Communication and Transparency
Official communication should normally take place through the journal submission system or through authorized editorial email. Authors should not rely on informal messages, third-party promises, or personal contacts as substitutes for the editorial record. Editors should communicate decisions clearly, identify required revisions, and distinguish between mandatory changes and recommendations where possible. Reviewers should write comments in a professional tone and should support criticism with academic reasons.
Transparency does not mean that every confidential editorial detail can be disclosed. Reviewer identities, internal deliberations, and confidential allegations may need protection. However, the journal should be able to explain the procedural basis of decisions and should provide authors with appropriate information about revision requirements, rejection reasons, correction procedures, and appeal routes.

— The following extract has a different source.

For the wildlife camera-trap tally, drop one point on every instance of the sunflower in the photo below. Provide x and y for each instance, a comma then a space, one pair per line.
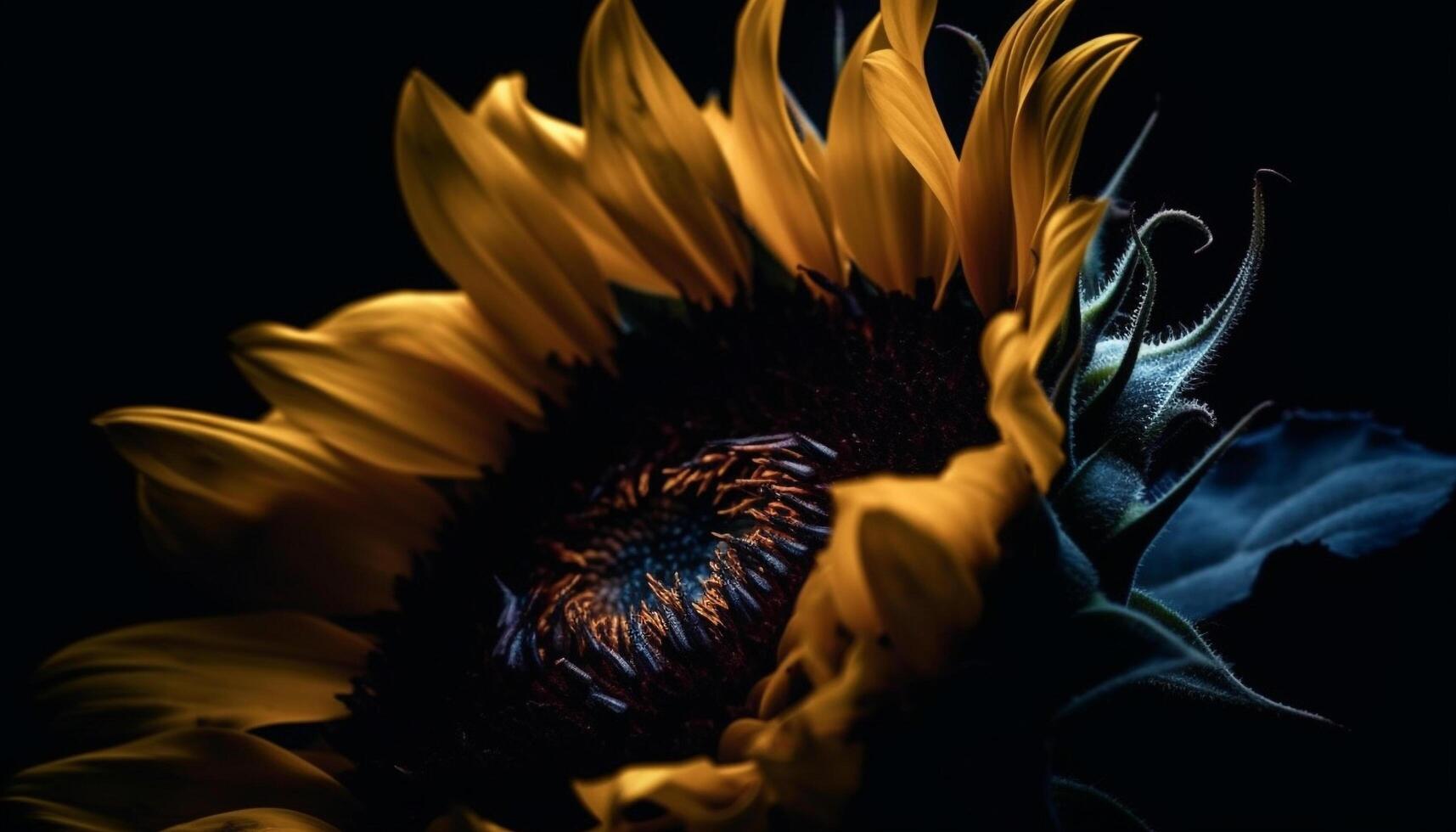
700, 471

Application to Islamic Studies
Because the journal works in Islamic Studies and related fields, the application of this page requires special care in the use of primary texts, religious terminology, sectarian or legal classifications, historical claims, and translations. Authors should avoid presenting contested interpretations as undisputed fact unless the evidence supports that claim. They should identify schools of thought, historical periods, editions, narrations, and scholarly positions accurately and respectfully.
The journal encourages critical scholarship, but criticism should be grounded in evidence and expressed in academic language. Articles may disagree with earlier scholars, modern writers, institutions, public policies, or intellectual trends, but they should not rely on insult, exaggeration, selective quotation, or inflammatory language. This standard protects academic seriousness and supports responsible debate among scholars from different traditions and regions.
Quality Control and Periodic Review
The editorial board may review the implementation of this page periodically by examining accepted and rejected manuscripts, reviewer feedback, author queries, correction requests, indexing requirements, metadata quality, publication timelines, and reader concerns. Such review helps the journal improve consistency, reduce avoidable delays, strengthen author guidance, and maintain confidence in the journal processes.
Where this page overlaps with another policy, the policies should be read together. For example, author instructions connect with publication ethics, peer review, plagiarism, citation accuracy, research data, conflicts of interest, and corrections. Governance connects with indexing, preservation, privacy, DOI, metadata, and website terms. The goal is an integrated publishing framework rather than isolated statements.